Ambre soupira, soulagée par ces révélations. Elle émit un petit bruit qui n’échappa pas à leur ennemi. Celui-ci scruta la noréenne, un rictus affiché sur son visage.
— Vous nous direz, je l’espère, ce que vous comptez faire en dehors de la ville avec cette vermine-là ? Vous n’allez pas me dire que vous alliez sciemment protéger la chienne du maire afin de l’escorter en lieu sûr ?
— C’est partiellement exact, je l’avoue ! Mais peut-être si monsieur le noble Alastair se montre clément alors je me soumettrai à sa volonté et vous dévoilerai l’intégralité de mes projets ? Je serai enclin à vous dévoiler tout ce que je sais y compris le lieu éventuel où se trouve notre bien aimé maire et pourquoi j’escorte la vermine comme vous la qualifiez si bien. Je n’exige qu’une seule chose de votre part et je me rendrai sans le moindre accrochage.
— Que voulez-vous ? s’enquit le marquis, sceptique.
Armand lâcha les rênes et plaqua ses mains sur les épaules de sa protégée.
— Promettez-moi de ne pas toucher à cette noréenne et ce quoi qu’elle vous fasse ! Peu importe le manque de respect et l’arrogance dont elle fera preuve à votre égard. Enfermez-la si vous le désirez mais veuillez ne pas lui faire le moindre mal. Il en va de la survie de nos peuples.
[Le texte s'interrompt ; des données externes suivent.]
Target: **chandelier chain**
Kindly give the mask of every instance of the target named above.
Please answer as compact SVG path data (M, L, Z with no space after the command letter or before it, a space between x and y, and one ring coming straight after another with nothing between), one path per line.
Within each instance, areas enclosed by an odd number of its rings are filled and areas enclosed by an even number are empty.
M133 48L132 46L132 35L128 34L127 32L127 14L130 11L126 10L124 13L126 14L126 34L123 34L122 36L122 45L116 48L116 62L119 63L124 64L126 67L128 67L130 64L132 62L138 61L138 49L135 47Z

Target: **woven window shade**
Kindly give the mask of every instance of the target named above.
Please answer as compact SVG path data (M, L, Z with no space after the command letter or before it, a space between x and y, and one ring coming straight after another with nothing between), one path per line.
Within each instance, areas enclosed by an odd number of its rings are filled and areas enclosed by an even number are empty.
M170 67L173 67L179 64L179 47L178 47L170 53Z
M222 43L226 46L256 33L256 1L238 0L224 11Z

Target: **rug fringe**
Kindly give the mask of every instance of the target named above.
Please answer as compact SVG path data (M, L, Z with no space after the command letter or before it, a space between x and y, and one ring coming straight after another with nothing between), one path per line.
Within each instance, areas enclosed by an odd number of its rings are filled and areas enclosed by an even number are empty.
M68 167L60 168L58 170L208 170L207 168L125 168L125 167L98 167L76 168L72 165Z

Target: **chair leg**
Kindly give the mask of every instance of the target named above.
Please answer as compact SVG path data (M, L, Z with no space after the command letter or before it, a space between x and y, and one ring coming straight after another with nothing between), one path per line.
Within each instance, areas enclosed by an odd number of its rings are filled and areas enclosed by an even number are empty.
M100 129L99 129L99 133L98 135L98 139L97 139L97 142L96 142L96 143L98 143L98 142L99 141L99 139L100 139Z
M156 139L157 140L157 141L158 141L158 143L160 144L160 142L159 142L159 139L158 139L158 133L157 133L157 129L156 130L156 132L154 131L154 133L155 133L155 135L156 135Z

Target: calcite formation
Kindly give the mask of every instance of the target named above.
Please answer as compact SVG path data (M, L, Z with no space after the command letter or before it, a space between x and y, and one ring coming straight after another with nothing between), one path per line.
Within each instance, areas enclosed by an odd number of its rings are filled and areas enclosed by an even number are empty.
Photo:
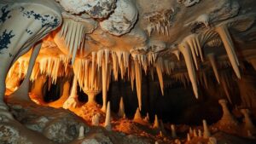
M255 5L2 0L0 143L255 143Z

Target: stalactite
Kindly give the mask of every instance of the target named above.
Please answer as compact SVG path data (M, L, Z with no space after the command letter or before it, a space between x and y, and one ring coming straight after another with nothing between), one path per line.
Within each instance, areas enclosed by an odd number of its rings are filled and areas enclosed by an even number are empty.
M216 27L216 32L219 34L220 38L224 45L228 57L230 60L231 66L235 71L238 78L241 78L241 74L239 71L239 61L235 51L235 46L229 32L228 27L225 25L219 26Z
M255 133L256 128L250 118L250 111L248 109L241 109L241 112L244 116L244 122L245 122L245 128L247 130L249 130L250 132Z
M118 115L119 115L120 118L123 118L125 114L125 105L124 105L123 97L121 97L120 102L119 102L119 113L118 113Z
M134 117L133 117L133 121L134 122L142 122L143 119L142 118L142 115L141 115L141 112L140 112L140 110L139 108L137 107L137 110L136 110L136 112L134 114Z
M61 95L61 98L55 101L49 103L48 106L55 107L55 108L62 107L64 102L68 99L69 89L70 89L70 84L69 84L69 81L67 80L63 84L62 95Z
M253 67L256 71L256 59L252 59L252 60L249 60L248 61L252 64Z
M218 67L217 67L217 64L216 64L216 60L215 60L215 55L214 54L208 54L207 55L208 58L209 58L209 61L212 65L212 67L213 69L213 72L214 72L214 75L215 75L215 78L218 81L218 83L219 84L219 74L218 74Z
M223 110L223 116L218 123L220 123L221 125L237 125L238 122L236 119L235 119L234 116L230 113L228 106L227 101L224 99L221 99L218 101L218 103L222 107Z
M189 142L191 141L190 135L187 134L187 141Z
M134 66L134 61L131 60L131 64L130 64L130 71L129 71L129 73L130 73L130 81L131 81L131 90L133 91L134 89L134 80L135 80L135 66Z
M96 74L96 52L91 52L91 72L90 72L90 87L93 87L94 80L95 80L95 74Z
M198 136L201 137L201 130L198 130Z
M106 119L104 127L107 130L111 131L111 111L110 111L110 101L108 102Z
M79 135L78 137L78 140L82 140L84 138L84 126L80 126L79 128Z
M203 120L203 128L204 128L204 138L205 139L209 138L209 136L211 136L211 133L208 130L207 123L205 119Z
M99 124L100 124L100 115L99 113L96 113L91 118L91 125L99 126Z
M78 87L78 80L76 76L74 76L73 80L73 85L71 89L71 93L67 100L63 104L63 108L68 109L68 108L75 108L78 105L78 100L77 100L77 87Z
M106 65L106 63L108 63L108 62L105 61L105 60L103 60L102 66L103 106L102 107L102 111L104 112L106 112L106 108L107 108L108 76L108 71L107 71L108 65Z
M186 43L183 43L178 47L181 53L183 55L185 59L185 63L188 69L188 73L189 76L189 79L192 84L193 90L196 98L198 98L198 89L196 84L196 78L195 78L195 72L192 62L191 52L189 51L188 45Z
M135 78L139 109L142 110L142 66L135 60Z
M114 81L118 81L119 79L119 61L114 51L112 51L112 64L113 64L113 73Z
M174 124L171 125L171 130L172 130L172 137L176 138L177 134L176 134L176 130L175 130L175 125Z
M220 83L221 85L223 86L223 89L224 90L224 93L228 98L229 102L230 102L232 104L232 100L231 100L231 96L230 94L230 90L229 90L229 86L228 86L228 78L227 78L227 75L225 73L222 73L221 77L220 77Z
M162 70L163 70L163 62L161 58L158 58L155 64L156 72L159 78L159 83L161 88L162 95L164 95L164 80L163 80L163 75L162 75Z
M153 128L154 129L160 129L157 115L154 115L154 121Z
M85 26L79 21L71 19L64 19L60 32L60 37L65 40L67 45L68 54L72 55L73 64L77 51L84 48L85 44Z

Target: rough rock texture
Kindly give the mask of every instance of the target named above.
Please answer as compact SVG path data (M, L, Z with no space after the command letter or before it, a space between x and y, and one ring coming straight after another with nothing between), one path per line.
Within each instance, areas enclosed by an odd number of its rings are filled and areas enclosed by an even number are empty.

Ambre écarquilla les yeux, avait-elle bien entendu et compris ce qu’il venait de dire ou sa faible conscience la faisait-elle halluciner ? Alastair, tout aussi interloqué, n’objecta pas. Après tout, la noréenne se révélerait fort utile pour appâter le maire. Il ne serait pas si compliqué de soudoyer le Baron de porter secours à son acolyte dont tout le monde à présent avait connaissance de leur relation.
— Soit ! Si ce ne sont là toutes vos revendications alors il ne sera pas mal aisé de vous les accorder.
Il la scruta avec un profond mépris, la pointant d’un doigt accusateur. En guise de défiance muette, la jeune femme soutint son regard assassin.
— Sauf si cette raclure de noréenne se montre tant revêche auquel cas je ne répondrai de rien.
— Je présume qu’il est inutile que je parlemente avec vous ? Sommes-nous d’accord ?
Pour toute réponse, Alastair acquiesça d’un bref signe de la tête puis indiqua les directives à ses hommes qui flanquèrent de part et d’autre leurs prisonniers. Le groupe rejoignit le centre d’Iriden. Alors qu’ils progressaient en sens inverse, le vacarme s’intensifiait. Un fin effluve attira l’attention de la captive. Intriguée par cette senteur qu’elle reconnaissait, Ambre tourna légèrement la tête et aperçut une silhouette familière, celle du Shaman Faùn tenant entre ses bras Mesali endormie. L’homme se cachait derrière un muret et soutenait son regard. Du coin de l’œil, elle le vit hocher la tête et s’éloigner discrètement.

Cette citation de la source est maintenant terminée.